Plaintiff further alleged that Defendants breached their fiduciary duties when they did not retain the share class for each fund that gives plan participants access to portfolio managers at the “lowest net fee.” Although the court acknowledged that the “net investment expense” theory is a “novel concept,” the court reasoned that Plaintiff’s claims were tantamount to an argument that Defendants were imprudent simply because they did not retain the least costly share class, a claim which the Seventh Circuit had previously rejected in another case.

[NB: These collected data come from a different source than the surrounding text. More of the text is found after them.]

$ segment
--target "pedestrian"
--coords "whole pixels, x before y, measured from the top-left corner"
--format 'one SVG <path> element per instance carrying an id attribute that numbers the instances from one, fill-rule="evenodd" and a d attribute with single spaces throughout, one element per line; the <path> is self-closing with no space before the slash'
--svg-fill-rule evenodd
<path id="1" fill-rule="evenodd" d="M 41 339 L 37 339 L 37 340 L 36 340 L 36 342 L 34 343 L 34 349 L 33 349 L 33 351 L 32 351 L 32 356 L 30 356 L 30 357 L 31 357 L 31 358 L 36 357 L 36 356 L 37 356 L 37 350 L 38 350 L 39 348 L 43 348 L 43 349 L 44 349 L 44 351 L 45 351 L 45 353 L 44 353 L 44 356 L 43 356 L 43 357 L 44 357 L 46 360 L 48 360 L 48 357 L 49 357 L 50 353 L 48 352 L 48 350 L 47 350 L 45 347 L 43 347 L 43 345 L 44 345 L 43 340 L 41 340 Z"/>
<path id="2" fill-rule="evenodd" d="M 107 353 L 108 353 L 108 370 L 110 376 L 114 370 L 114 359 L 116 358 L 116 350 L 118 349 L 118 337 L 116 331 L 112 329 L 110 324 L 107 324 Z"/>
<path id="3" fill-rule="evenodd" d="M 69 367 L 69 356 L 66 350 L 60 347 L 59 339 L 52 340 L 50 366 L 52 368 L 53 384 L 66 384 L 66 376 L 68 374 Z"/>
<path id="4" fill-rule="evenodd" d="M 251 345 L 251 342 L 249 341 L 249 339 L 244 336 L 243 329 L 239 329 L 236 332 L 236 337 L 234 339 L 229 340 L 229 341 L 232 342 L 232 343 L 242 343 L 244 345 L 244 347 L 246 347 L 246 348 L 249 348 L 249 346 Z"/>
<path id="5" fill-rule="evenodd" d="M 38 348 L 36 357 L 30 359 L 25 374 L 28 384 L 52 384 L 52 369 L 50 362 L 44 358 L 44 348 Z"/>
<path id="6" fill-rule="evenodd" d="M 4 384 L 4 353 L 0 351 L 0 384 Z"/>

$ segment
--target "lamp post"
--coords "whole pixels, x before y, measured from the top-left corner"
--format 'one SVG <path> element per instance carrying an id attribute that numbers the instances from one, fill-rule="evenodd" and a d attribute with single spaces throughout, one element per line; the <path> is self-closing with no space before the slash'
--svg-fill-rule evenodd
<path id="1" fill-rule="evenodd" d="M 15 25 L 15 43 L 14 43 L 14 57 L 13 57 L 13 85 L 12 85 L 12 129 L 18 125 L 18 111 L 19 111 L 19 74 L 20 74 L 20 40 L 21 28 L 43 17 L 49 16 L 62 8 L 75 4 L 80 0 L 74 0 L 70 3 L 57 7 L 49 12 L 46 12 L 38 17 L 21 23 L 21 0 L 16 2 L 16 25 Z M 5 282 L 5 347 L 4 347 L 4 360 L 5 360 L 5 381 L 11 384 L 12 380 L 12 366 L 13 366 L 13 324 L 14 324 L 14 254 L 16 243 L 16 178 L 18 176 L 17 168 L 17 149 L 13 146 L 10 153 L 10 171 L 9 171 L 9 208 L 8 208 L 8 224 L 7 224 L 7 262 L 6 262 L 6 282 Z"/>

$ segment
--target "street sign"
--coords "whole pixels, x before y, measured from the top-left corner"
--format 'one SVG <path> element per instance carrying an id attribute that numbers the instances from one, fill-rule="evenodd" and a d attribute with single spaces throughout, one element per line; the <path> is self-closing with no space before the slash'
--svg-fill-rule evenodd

Next, Plaintiff alleged that Defendants breached their fiduciary duties by retaining higher-cost actively managed investments over the less-expensive passively managed investments. Again relying on Seventh Circuit precedent, the court dismissed the claim when Plaintiff conceded he had no knowledge of Defendants’ investment selection and monitoring process and thus the court was not required to accept “unsupported conclusory factual allegations,” especially in light of the precedent that “plans may generally offer a wide range of investment options and fees without breaching any fiduciary duty.”
The Court quickly shot down Plaintiff’s claims that Defendants failed to fully disclose fees charged or credited to the Plan investments because Seventh Circuit precedent does not require a plan fiduciary to disclose information about revenue-sharing arrangements.
In addition, Plaintiff claimed that the fees paid by the Plan to its service provider were excessive and unreasonable in relation to the services provided and that Defendants did not solicit competitive bids from other service providers. The court dismissed the claim, holding that the existence of a lower-cost alternative service provider “says nothing” about Defendants’ prudence and does not make it plausible that another service provider would offer the same service at a lower cost.
The failure to monitor claims were summarily dismissed as derivative and dependent upon Plaintiff’s breach of fiduciary duty claims, which had already been dismissed. The court also dismissed Plaintiff’s prohibited transaction claims as “circular” and cited other district courts that dismissed similar claims.